The Executive Yuan approved a plan last June to merge Taichung City and Taichung County, Tainan City and Tainan County, and Kaohsiung City and Kaohsiung County into special municipalities, as well as upgrade Taipei County into a special municipality. The new municipalities will be formed on Dec. 25 this year and their mayors will be elected along with the mayor of Taipei City.
In line with the restructuring, the 108 townships, villages and cities that exist in the affected counties and cities will be reorganized into districts.
Elections for the chiefs and representatives of these townships, villages and cities will be abolished, with future district chiefs to be appointed by mayors of the special municipalities, as is now the case in the two existing special municipalities of Taipei and Kaohsiung.
“An amendment to the Local Government Act (地方制度法) to that effect has already been approved by the Executive Yuan and submitted to the Legislative Yuan,” said Chien, whose ministry is in charge of the autonomous local governments.
Under the amendment, existing townships in the newly designated special municipalities would become districts headed by appointed chiefs.
To take advantage of the experience of elected township chiefs, however, the amendment would allow them to be appointed by elected mayors of the municipalities as district chiefs, the vice minister said.

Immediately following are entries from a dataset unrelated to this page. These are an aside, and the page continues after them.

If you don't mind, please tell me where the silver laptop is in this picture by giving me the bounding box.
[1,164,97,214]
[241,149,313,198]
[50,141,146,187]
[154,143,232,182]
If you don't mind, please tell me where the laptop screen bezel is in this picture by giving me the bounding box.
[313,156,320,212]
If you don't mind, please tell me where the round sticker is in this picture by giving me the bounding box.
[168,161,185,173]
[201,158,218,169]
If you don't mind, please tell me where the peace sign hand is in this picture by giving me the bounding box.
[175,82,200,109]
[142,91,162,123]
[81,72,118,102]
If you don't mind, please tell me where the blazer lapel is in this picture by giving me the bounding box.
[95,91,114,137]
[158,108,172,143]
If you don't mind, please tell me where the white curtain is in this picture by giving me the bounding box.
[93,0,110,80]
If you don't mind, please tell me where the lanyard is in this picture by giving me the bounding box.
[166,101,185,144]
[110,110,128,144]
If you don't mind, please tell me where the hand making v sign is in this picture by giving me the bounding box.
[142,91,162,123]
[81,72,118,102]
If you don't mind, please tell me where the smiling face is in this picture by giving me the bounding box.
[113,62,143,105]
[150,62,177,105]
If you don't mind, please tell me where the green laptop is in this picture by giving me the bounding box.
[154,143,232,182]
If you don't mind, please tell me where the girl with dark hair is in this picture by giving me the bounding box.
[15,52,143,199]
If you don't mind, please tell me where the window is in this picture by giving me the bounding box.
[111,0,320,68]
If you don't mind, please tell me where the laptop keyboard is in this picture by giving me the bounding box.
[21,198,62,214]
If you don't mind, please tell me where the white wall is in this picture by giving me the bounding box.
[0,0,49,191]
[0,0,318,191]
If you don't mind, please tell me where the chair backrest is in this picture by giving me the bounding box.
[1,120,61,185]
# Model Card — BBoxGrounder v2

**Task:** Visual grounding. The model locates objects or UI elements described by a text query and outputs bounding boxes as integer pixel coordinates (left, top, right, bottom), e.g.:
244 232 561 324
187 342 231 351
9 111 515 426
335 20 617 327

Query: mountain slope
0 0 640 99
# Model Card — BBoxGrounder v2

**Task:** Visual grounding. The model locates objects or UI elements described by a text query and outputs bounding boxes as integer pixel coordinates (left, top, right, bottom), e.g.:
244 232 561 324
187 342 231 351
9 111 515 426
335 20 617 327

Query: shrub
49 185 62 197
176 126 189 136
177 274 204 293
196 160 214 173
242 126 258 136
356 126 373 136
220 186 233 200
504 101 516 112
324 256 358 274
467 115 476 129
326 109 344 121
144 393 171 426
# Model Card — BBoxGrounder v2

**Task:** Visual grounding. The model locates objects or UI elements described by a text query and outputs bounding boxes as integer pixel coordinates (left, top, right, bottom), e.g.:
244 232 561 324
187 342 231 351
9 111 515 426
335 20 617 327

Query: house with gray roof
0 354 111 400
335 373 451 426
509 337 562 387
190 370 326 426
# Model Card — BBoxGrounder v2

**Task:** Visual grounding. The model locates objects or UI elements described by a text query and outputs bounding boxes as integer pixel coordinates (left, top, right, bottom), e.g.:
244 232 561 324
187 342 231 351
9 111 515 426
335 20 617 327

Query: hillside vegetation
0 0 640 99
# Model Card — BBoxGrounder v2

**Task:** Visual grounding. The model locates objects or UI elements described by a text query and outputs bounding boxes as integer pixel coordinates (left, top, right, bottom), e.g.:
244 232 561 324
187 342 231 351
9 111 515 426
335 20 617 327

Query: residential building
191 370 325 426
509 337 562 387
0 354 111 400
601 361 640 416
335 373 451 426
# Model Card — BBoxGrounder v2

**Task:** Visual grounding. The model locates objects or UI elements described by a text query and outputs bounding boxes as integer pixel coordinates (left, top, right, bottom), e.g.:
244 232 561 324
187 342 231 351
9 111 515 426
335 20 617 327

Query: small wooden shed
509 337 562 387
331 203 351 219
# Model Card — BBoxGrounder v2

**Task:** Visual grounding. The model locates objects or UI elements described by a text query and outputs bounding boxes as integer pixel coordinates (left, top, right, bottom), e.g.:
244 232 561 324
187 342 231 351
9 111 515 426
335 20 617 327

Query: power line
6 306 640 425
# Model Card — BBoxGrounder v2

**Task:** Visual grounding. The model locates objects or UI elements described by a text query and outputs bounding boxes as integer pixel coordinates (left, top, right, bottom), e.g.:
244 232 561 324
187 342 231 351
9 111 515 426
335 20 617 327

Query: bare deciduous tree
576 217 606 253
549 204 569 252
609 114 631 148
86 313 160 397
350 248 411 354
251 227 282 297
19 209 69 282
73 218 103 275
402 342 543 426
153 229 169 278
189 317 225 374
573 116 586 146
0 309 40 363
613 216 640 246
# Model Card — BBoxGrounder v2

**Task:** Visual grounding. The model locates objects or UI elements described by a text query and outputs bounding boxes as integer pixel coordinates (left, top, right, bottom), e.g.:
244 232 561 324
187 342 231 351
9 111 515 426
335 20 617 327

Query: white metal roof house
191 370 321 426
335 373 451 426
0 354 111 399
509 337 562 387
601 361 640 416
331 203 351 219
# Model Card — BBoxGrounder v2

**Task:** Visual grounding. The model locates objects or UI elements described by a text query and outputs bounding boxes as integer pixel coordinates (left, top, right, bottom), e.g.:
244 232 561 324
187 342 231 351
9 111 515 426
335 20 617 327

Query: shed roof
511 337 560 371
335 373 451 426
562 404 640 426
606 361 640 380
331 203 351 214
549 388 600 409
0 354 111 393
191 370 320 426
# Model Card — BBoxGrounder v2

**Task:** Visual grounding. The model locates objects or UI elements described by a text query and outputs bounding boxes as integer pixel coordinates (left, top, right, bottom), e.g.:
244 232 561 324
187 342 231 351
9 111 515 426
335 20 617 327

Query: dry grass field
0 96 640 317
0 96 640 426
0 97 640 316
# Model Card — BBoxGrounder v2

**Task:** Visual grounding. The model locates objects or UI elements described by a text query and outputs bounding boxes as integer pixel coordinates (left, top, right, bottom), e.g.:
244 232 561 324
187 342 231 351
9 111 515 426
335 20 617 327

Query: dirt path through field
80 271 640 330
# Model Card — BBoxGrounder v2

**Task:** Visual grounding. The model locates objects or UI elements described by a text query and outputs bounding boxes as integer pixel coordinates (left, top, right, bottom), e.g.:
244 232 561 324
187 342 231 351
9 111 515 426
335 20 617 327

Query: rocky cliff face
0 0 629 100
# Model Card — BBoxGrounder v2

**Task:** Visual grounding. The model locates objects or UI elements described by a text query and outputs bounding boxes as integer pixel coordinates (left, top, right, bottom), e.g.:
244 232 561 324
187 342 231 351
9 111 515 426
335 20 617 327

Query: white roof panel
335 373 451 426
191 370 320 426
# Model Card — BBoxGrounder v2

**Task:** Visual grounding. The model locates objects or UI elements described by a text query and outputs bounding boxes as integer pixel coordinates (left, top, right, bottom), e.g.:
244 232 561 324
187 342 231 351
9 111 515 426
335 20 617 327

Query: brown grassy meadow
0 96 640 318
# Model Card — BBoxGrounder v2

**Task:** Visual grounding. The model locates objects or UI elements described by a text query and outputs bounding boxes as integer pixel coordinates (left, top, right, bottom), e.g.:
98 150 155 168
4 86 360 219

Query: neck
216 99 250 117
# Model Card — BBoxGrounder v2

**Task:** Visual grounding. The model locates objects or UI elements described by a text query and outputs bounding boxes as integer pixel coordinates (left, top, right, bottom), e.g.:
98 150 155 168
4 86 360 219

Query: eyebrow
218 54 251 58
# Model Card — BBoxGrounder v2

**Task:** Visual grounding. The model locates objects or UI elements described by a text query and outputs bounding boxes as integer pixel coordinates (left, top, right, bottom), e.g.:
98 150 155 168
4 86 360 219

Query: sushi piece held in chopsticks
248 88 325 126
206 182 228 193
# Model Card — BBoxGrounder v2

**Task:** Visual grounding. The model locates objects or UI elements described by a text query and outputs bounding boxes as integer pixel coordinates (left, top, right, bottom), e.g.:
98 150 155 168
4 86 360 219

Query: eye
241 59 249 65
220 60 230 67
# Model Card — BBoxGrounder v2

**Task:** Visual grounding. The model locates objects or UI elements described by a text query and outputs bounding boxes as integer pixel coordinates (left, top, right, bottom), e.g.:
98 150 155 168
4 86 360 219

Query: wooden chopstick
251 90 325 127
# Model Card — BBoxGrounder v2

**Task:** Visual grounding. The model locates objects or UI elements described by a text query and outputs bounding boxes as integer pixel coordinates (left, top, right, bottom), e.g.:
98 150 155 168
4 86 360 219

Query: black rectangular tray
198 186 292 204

The amendment would also oblige mayors to name the incumbent councilors of these townships as advisers to the district chief to give them roles in helping with the governing of the districts, Chien said.
“We respect the views of some people that there should be elected district chiefs and councilors, but we stand by the amendment crafted by the Executive Yuan,” Chien said.
Citing Premier Wu Den-yih (吳敦義) telling the Ministry of the Interior last year that district chiefs should not be elected for the time being, Chien said the appointed chiefs of districts would serve for at least one four-year term until 2014.
The changes have triggered extensive concerns among incumbents.
Township chiefs and councilors of the four counties involved in the administrative realignment gathered at the Legislative Yuan in Taipei on Tuesday to appeal for help in amending the Local Government Act to allow one more round of elections this year to give them a chance to serve another four-year term.
The politicians, many of whom are members or allies of the Chinese Nationalist Party (KMT), have threatened to mobilize against the party’s candidates in the year-end special municipalities elections if their appeal is ignored, but KMT legislators did not seem sympathetic to their appeal.
“Reforms always come at a price,” KMT Legislator Wu Yu-sheng (吳育昇) said.
Wu said he saw little chance for compromise given that Minister of the Interior Jiang Yi-huah (江宜樺) had rejected calls to amend the law. The legislator also expressed regret that the local governments did not communicate properly with local politicians before filing their applications for an upgrade.
Meanwhile, KMT legislative caucus whip Lin Hung-chih (林鴻池) said he believed that comprehensive, not partisan, considerations should guide the reforms.